As the message of measure 5, the Clean Water Wildlife and Parks amendment, spreads throughout North Dakota, Gov. Jack Dalrymple has proposed an $80.4 million dollar package to support statewide conservation.
The Bismarck Tribune reported that Darymple presented a budget proposal Monday that would nearly triple the state’s current spending on conservation efforts. The governor joined other state officials at the Capitol to define how the new budget proposal would be implemented.
The proposal would set aside 200 acres of state-owned land along the Missouri River for a new state park, which would be the first since the 1980’s. In addition, the new plan would increase the existing North Dakota Outdoor Heritage Fund from the current $30 million per biennium to $50 million.
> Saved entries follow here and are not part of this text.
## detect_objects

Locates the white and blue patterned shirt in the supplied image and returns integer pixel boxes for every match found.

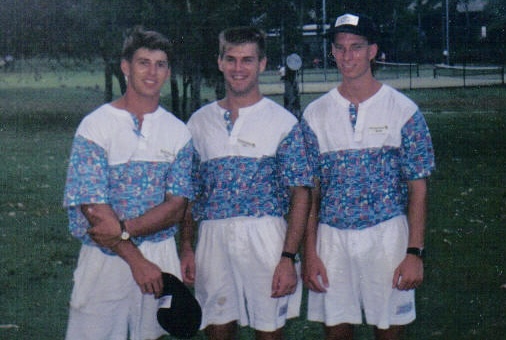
[63,104,194,253]
[187,98,313,221]
[302,85,435,230]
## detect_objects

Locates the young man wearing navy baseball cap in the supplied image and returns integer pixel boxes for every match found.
[302,13,435,339]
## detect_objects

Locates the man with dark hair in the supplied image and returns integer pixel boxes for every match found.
[217,26,266,60]
[302,13,435,339]
[63,26,194,339]
[182,26,312,340]
[121,26,173,62]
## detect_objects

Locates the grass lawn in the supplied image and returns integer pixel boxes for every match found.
[0,64,505,339]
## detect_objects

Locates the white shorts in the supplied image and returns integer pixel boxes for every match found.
[195,216,302,332]
[308,215,416,330]
[65,238,181,340]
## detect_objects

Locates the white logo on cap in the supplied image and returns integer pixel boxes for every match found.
[158,295,173,309]
[335,14,359,27]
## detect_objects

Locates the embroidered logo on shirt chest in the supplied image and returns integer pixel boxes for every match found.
[368,125,389,135]
[160,149,175,161]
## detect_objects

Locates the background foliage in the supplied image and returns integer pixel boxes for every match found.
[0,0,504,115]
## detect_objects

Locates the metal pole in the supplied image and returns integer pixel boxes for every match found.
[409,63,412,90]
[446,0,450,65]
[322,0,327,81]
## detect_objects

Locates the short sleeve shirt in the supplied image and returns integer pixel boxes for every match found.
[302,85,435,230]
[187,98,313,221]
[63,104,194,252]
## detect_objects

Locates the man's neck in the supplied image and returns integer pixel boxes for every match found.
[218,91,263,122]
[339,78,381,106]
[112,93,159,121]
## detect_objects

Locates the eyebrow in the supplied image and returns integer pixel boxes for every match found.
[335,43,367,47]
[224,55,257,60]
[135,57,168,63]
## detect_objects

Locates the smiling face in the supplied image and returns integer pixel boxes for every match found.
[121,47,170,100]
[218,42,266,99]
[332,32,377,82]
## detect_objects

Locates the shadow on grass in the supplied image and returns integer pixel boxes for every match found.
[0,88,103,132]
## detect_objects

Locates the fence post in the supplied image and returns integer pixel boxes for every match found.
[409,63,413,90]
[463,63,466,88]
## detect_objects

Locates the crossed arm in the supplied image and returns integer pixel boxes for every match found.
[81,193,187,296]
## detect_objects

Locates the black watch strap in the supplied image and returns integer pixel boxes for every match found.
[406,247,425,258]
[281,251,297,262]
[119,220,127,232]
[119,220,130,241]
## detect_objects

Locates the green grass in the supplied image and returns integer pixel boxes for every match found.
[417,110,505,339]
[0,65,505,339]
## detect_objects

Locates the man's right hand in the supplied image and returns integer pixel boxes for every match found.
[180,248,196,285]
[109,238,164,297]
[82,204,122,248]
[126,252,164,297]
[81,204,166,297]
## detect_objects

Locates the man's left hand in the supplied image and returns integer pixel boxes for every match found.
[85,205,122,248]
[392,255,424,290]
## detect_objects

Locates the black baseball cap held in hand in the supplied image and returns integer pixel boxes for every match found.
[157,272,202,339]
[327,13,379,44]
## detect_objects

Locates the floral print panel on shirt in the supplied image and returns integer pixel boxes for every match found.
[64,135,194,252]
[195,156,283,220]
[303,111,435,230]
[192,124,312,221]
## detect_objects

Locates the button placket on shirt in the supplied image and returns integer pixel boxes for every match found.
[137,119,149,150]
[352,104,365,143]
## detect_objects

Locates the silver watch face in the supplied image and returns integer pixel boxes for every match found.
[121,231,130,241]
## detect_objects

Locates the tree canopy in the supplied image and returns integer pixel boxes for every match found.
[1,0,503,118]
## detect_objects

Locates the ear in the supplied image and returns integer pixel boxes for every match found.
[120,59,130,77]
[331,43,338,59]
[368,43,378,61]
[164,67,171,82]
[259,57,267,73]
[217,56,224,72]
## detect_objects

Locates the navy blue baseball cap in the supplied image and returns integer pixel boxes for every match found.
[327,13,379,43]
[157,272,202,339]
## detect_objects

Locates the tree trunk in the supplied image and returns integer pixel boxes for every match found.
[215,72,225,100]
[170,75,180,117]
[190,68,202,119]
[104,58,124,103]
[113,61,127,95]
[182,74,190,120]
[104,61,113,102]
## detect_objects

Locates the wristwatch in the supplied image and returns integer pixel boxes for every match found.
[406,247,425,259]
[281,251,298,263]
[119,220,130,241]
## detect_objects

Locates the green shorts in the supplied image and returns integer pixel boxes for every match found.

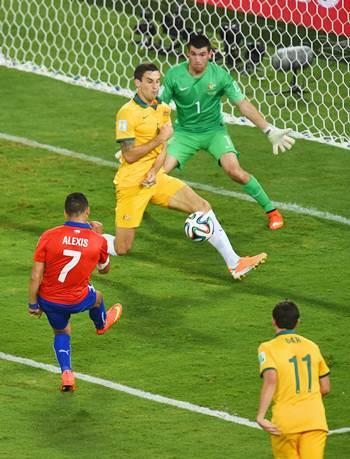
[167,126,240,170]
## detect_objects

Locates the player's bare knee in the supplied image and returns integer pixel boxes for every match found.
[195,197,211,213]
[115,228,135,255]
[116,248,128,255]
[116,243,132,255]
[222,158,249,183]
[54,324,71,335]
[225,165,249,184]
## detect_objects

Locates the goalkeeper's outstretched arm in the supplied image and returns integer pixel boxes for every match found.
[236,99,269,130]
[236,99,295,155]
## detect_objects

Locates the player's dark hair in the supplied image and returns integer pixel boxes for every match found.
[273,300,300,329]
[188,34,211,51]
[134,63,159,80]
[65,192,89,216]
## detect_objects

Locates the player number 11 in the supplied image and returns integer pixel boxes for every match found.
[289,354,312,393]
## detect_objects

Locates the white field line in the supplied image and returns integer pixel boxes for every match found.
[1,352,348,435]
[0,352,258,429]
[1,131,350,227]
[1,59,350,151]
[1,133,349,435]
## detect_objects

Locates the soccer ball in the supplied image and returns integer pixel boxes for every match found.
[184,212,214,242]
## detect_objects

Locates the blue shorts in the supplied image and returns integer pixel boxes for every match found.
[38,286,97,330]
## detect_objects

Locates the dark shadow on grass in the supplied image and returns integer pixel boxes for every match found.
[1,220,51,236]
[95,276,229,348]
[234,282,350,317]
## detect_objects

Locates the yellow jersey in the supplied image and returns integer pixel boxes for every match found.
[258,330,329,434]
[115,95,171,188]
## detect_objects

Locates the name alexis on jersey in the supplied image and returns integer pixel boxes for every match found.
[62,236,89,247]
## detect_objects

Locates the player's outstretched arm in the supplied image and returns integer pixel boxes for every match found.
[236,99,269,130]
[236,99,295,155]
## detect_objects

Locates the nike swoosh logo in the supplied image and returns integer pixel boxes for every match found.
[179,87,189,91]
[143,115,150,119]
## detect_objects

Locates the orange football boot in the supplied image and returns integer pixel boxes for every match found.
[96,304,123,335]
[231,253,267,280]
[60,370,76,392]
[267,209,284,230]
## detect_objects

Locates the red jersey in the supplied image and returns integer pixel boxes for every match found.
[34,221,109,305]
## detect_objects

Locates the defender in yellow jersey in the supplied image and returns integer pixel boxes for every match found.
[103,63,267,280]
[115,94,173,190]
[257,300,330,459]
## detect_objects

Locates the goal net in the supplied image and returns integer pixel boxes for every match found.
[1,0,349,149]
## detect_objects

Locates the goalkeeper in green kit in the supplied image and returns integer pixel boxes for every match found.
[160,35,295,230]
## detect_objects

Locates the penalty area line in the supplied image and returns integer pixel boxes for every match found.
[0,131,350,227]
[0,352,349,436]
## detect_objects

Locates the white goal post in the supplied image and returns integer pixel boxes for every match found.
[1,0,349,149]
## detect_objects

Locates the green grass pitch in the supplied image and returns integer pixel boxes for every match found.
[0,67,349,458]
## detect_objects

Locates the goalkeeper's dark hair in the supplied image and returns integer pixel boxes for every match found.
[65,192,89,216]
[134,63,159,81]
[272,300,300,329]
[188,34,211,51]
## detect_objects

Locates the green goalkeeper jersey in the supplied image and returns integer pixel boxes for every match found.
[160,61,245,133]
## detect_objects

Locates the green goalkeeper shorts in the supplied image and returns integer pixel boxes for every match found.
[167,126,240,170]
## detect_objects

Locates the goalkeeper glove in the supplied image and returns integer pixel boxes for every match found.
[263,126,295,155]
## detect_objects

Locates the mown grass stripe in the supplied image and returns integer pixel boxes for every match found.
[1,131,349,227]
[0,351,258,429]
[1,351,348,435]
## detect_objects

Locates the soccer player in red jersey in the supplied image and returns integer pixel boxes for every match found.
[28,192,122,391]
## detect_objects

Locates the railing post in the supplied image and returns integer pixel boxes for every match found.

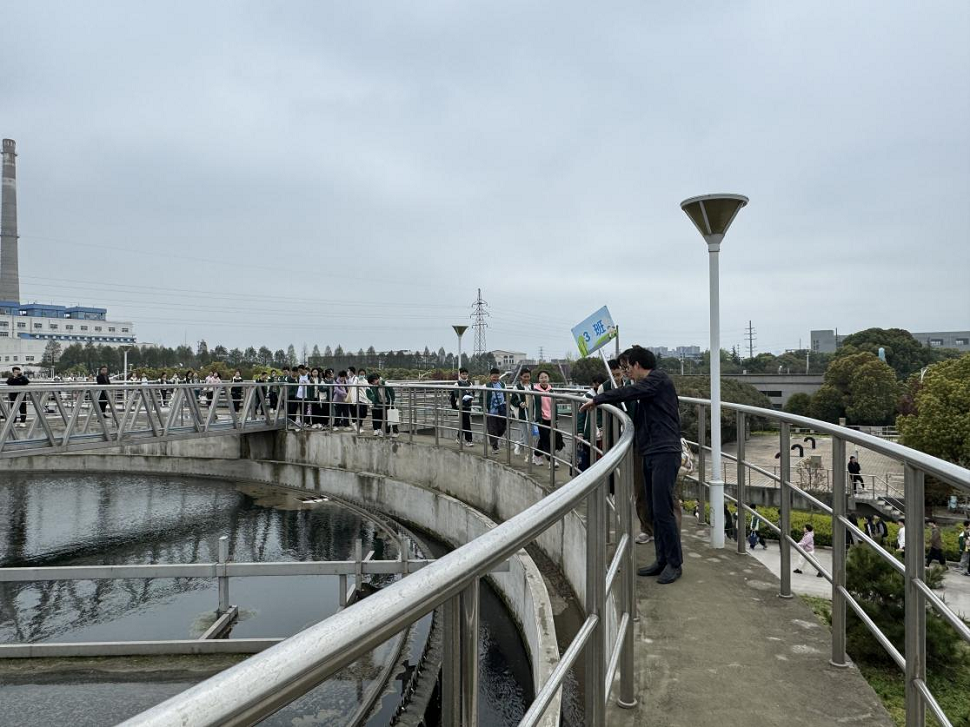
[571,399,579,476]
[696,404,706,523]
[442,594,461,726]
[506,392,512,465]
[904,464,926,727]
[434,389,440,447]
[736,411,747,555]
[619,440,637,709]
[585,473,607,726]
[409,387,415,443]
[550,400,558,488]
[460,578,480,727]
[830,436,848,667]
[217,535,230,614]
[779,422,793,599]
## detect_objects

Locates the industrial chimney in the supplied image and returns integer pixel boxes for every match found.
[0,139,19,303]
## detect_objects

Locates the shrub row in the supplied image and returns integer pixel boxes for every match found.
[683,501,965,562]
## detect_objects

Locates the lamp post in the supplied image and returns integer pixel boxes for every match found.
[452,325,468,376]
[680,193,748,549]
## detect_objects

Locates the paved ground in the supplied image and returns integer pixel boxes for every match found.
[608,521,895,727]
[741,537,970,619]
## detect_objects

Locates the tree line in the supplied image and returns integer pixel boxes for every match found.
[52,340,499,378]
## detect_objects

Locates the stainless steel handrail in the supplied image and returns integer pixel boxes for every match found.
[683,396,969,727]
[117,390,635,727]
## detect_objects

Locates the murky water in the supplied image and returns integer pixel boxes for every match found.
[0,472,533,725]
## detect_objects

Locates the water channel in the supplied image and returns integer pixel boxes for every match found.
[0,472,533,725]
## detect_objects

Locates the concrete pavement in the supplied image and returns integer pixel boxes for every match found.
[607,520,896,727]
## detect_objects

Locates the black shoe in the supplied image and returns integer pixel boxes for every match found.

Also, $30.4 million in new funding for state park upkeep was discussed on Monday.
“This is the approach I feel is the right way to go,” Dalrymple said. “This $80.4 million package … will not add significantly to the state’s ongoing budget obligations.”
The Tribune quoted Jon Godfread, vice president of governmental affairs, for the Greater North Dakota Chamber and the leader of the opposition to Measure 5 calling themselves North Dakotans for Common Sense Conservation, who claimed the governor’s announcement shows that the state can address conservation adequately.
“What it shows is there’s a willingness to look at addressing the needs,” Godfread said.
Carmen Miller, a public policy director for the Great Plains Region for Ducks Unlimited, also stated that the governor’s actions were steps in the right direction. Ducks Unlimited is a part of a coalition that includes hundreds of businesses, individuals, sportsman organizations and health officials who support measure 5.
The North Dakotans for Clean Water, Wildlife and Parks amendment would set aside 5 percent of the state’s already existing oil and gas extraction tax for conservation efforts. Last month, the organization turned in over 41,000 signatures for a spot on November’s ballot.
Currently, North Dakota ranks 49th out of the 50 US states in conservation spending, placing only above Rhode Island.